Spectral efficiency of engineered thermal cloaks in the frequency regime

TL;DR

This paper evaluates the spectral efficiency of various engineered thermal cloaks across frequencies, revealing that multiple layers improve cloaking performance regardless of singular conductivity issues.

Contribution

It provides a quantitative analysis of thermal cloaks' spectral efficiency and highlights the importance of multilayer homogenization for effective cloaking.

Findings

All cloaks have similar efficiency regardless of singular conductivity.

Multi-layered cloaks require at least fifty layers for significant improvement.

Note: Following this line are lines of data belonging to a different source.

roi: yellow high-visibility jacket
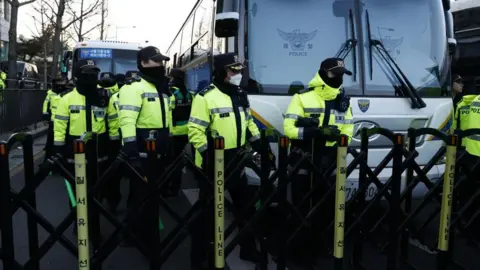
[188,84,260,167]
[283,73,353,146]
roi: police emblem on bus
[358,99,370,112]
[277,28,318,56]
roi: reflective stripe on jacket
[188,84,260,166]
[464,96,480,157]
[283,73,353,146]
[170,86,193,136]
[42,89,57,115]
[452,95,476,146]
[54,89,118,147]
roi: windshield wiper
[365,10,427,109]
[335,9,357,81]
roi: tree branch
[44,1,58,16]
[83,23,102,36]
[62,0,99,31]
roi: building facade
[0,0,10,61]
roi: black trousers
[125,158,164,251]
[288,148,336,256]
[190,167,256,266]
[100,145,124,207]
[44,121,54,161]
[167,135,188,194]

Homogenization algorithms critically affect approximate cloaking performance.

Abstract

We analyse basic thermal cloaks designed via different geometric transforms applied to thermal cloaking. We evaluate quantitatively the efficiency of these heterogeneous anisotropic thermal cloaks through the calculation of the standard deviation of the isotherms. The study addresses the frequency regime and we point out the cloak's spectral efficiencies. We find that all these cloaks have comparable efficiency irrespective of whether or not they have singular conductivity at their inner boundary. However, approximate cloaking with multi-layered cloak critically depends upon the homogenization algorithm and a large number of thin layers (at least fifty) is required to reduce substantially the standard deviation of the isotherms.